Tuesday, August 26, 2014

The “I” Word

One of the many faults of the mainstream press is their refusal to portray certain positions with the faintest shred of fairness or accuracy. In colloquial and cliched terms, the media is biased. This bias manifests itself in their exclusion from consideration any facts or viewpoints which do not conform to The Narrative.

This tendency is seldom more clear than on the subject of immigration. When discussing the issue, we are reminded of our “broken system”, “jobs Americans won't do”, “guest workers program”, as well as the general joys of vibrant diversity. The Narrative also precludes mentioning the dreaded “I” word when do to so might lead to hateful Crime Think.

I shall give two examples, both involving the state of California. I am too young to remember this, but there was, a time, evidently, when that state was a beacon of hope, and not the expensive, mismanaged mess it has become.  Anyway, the stories: the first discussed the crumbling infrastructure; the second, the ongoing drought. In neither story could I find a mention of the role played by millions of immigrants, many of them illegal. It would be foolhardy to blame a few million Mexicans for either problem, but the increase in population undoubtedly played a part and merits mentioning in the story.

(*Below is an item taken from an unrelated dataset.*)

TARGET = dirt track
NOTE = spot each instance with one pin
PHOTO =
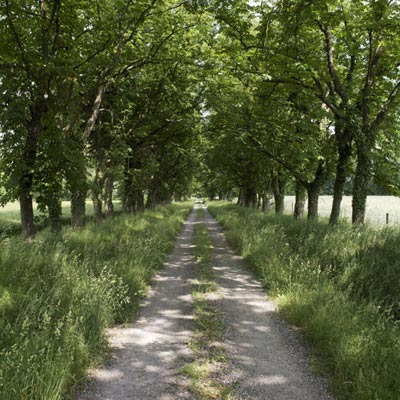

Merely bringing this up is enough to be sentenced to wear a sanbenito, so strong is the choke hold that the media possesses. But the man who mentions such a connection is not revealing anything about his position on immigration; he is only noting the obvious. More people put more stress on roads as well as the water supply.

The Narrative exists to frame the bounds of acceptable discourse. By rendering any diversion from the talking points about magical immigrants heretical, the media renders a dignified discussion about the issue all but impossible. Which is, of course, the point.

Let us pretend that we wish to have such a discussion. The following points must be conceded. First, that a nation as wealthy as ours, and with generous welfare policies such as ours, must have an immigration policy. To allow everyone into the country would be suicidal. It would reduce this once proud nation to a bankrupt, third world basket case. Only a few fool economists actually recommend this outrageous position. Which is to say that either the keepers of The Narrative are horrible racist xenophobes, or else we have a position from which to start.

Second, a nation ought to prioritize the well-being of its citizens as against those of the world. The US military exists to protect us, not the people of any other country, unless it is in the interests of American citizens. So it should be with each and every program and preoccupation of the State. To this end, it is preposterous to suggest that at a time when the labor participation rate is the lowest it has been in decades, more cheap foreign labor should be imported. The government does not exist so that Mark Zuckerburg, Bill Gates, and other billionaires can purchase another yacht. Until average Americans are again becoming better off, to even talk about more immigration is not just insulting, it is treasonous.

Third, before we add another guest worker program, we need to understand those we have. It would be helpful if the media noted that guest worker programs already exist. John Derbyshire once tried to determine how many we had; he concluded that we had 12, or 20, depending on which count one used. As he further noted, why should we expect the next program to work if the others have failed?

We await sensible discourse on the subject of immigration. Perhaps next republic.